A Glasgow alla conferenza Onu sul clima i capi dei governi dell’Occidente avanzato e postindustriale sono tutti concordi. Stop al riscaldamento climatico. Ma sono una minoranza. Il consumo di carbone è l’indice di misura. La Cina ha le emissioni maggiori. Sono 88mila Terajoule (l’unità di misura per il consumo di carbone), l’India è a quota 17, gli Usa a 9 e l’UE a 6 TJ. Fonti Iea Bloomberg. Una sfida impari. Senza Pechino non si va da nessuna parte. Non finanziare le centrali a carbone a partire dal 2021 è già una vittoria. Un punto fermo del G20 di Roma. Ma il solo. Il vertice dei capi di Stato produttori dell’80% del pil mondiale ha trovato al G20 di Roma l’accordo sul tetto massimo di 1,5 gradi per il riscaldamento ma non ha indicato la data definitiva. Il comunicato finale indica «metà secolo». Per Russia e Cina vuol dire 2060. Per l’India forse il 2050. Ma non tutto è perduto.

L’impegno della comunità internazionale a garantire 100 miliardi all’anno per il sostegno ai Paesi in via di sviluppo nella transizione energetica è una conquista. Molti Stati che ora si sono affacciati al benessere, o ne colgono la possibilità, considerano ingiusto dover ricominciare daccapo con nuove tecnologie e modelli di sviluppo che li priverebbero per esempio del vantaggio delle miniere di carbone, di giacimenti petroliferi, di grandi estensioni di verde da utilizzare come legname, cioè quello che ha fatto grande l’Occidente negli ultimi due secoli.
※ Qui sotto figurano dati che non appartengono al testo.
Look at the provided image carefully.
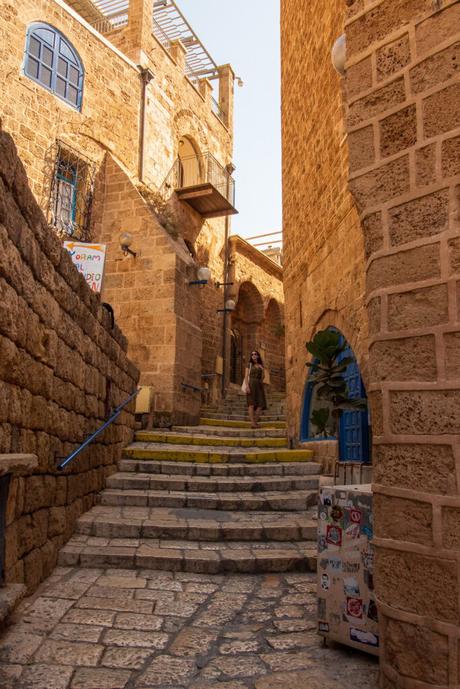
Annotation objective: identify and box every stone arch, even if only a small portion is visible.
[178,136,202,187]
[300,324,371,464]
[173,110,209,153]
[261,298,286,392]
[235,281,264,324]
[305,309,369,389]
[230,282,264,383]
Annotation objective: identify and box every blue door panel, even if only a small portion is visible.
[339,347,370,462]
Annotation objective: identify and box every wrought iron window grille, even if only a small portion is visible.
[48,141,96,242]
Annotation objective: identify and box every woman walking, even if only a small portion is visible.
[243,351,267,428]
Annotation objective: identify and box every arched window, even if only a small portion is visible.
[24,24,83,110]
[300,328,371,463]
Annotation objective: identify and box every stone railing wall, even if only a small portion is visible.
[0,131,138,590]
[346,0,460,689]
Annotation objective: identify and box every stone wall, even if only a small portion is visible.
[228,235,285,392]
[346,0,460,689]
[0,0,288,423]
[0,131,138,590]
[281,0,367,441]
[0,0,232,422]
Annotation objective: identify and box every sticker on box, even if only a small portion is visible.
[326,524,342,546]
[350,627,379,648]
[347,598,364,620]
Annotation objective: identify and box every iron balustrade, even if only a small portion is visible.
[163,153,235,206]
[181,383,207,392]
[211,97,225,122]
[57,388,141,471]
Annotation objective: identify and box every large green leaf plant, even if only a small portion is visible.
[306,330,367,432]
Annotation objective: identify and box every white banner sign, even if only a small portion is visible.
[64,242,106,292]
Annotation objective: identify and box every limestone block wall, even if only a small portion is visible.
[93,156,202,425]
[346,0,460,689]
[0,131,139,590]
[0,0,140,204]
[281,0,367,441]
[228,235,285,392]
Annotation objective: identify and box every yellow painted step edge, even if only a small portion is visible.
[135,431,287,447]
[200,418,286,428]
[123,448,313,464]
Adesso che finalmente stanno per approdare alla meta devono fare un passo indietro con l’obbligo, e qui sta la beffa, di dover passare alle fonti di energia rinnovabile senza averne la dotazione tecnico-scientifica. Un ricatto manifesto per chi deve comprare gli strumenti e le apparecchiature necessarie. Non solo deve rinunciare alla produzione ma aumentare gli oneri di investimento con una maggiore dipendenza dai Paesi dai quali ci si voleva finalmente emancipare.

Ecco il motivo per il quale il governo italiano ha triplicato a 1,4 miliardi di euro l’impegno finanziario italiano per i prossimi 5 anni a favore del fondo green internazionale sul clima. È un biglietto da visita che ben dispone verso quei Paesi colpiti dalla povertà e dai quali vengono le ondate migratorie. Un tema sentito da Italia e Francia che vivono le contiguità del mondo mediterraneo e ne vedono anche i pericoli. Sia Roma che Parigi volevano portare a 150 miliardi all’anno l’aiuto finanziario. Non sono riusciti a convincere i partner. E tuttavia il segno rimane. In questo G20 di Roma per la prima volta la dimensione economica si è fatta carico della questione ambientale e sociale. Si definisce la fine dell’economicismo e si apre la strada all’equità. Non senza spine. La rivoluzione energetica e tecnologica muta gli equilibri globali. Chi riesce per primo ad essere autosufficiente gode di una posizione di vantaggio, chi invece perde il treno rimane indietro. Per questi ultimi la dipendenza dalla benevolenza altrui avrà dei costi non solo economici. Se guardiamo al prodotto interno lordo a parità di potere d’ acquisto scopriamo che la Cina dispone al 2020 di 24,1 e gli Stati Uniti di 20,9 bilioni di dollari. Dati Fmi. La proiezione al 2050 porta gli Usa a 34,1 e la Cina a quasi il doppio, 58,5 bilioni di dollari. E questo spiega la reazione degli Stati Uniti. Joe Biden a Roma e a Glasgow tesse la tela del fronte democratico. Il messaggio è chiaro: le grandi potenze non bastano più a se stesse. Il multilateralismo diventa una necessità per poter trovare un accordo. Il pianeta ha speranza di salvarsi solo se tutti tirano dalla stessa parte. Ecco perché la questione climatica è lotta per la democrazia. Il messaggio del G20 di Roma e il grido di dolore di Glasgow sono anche questo.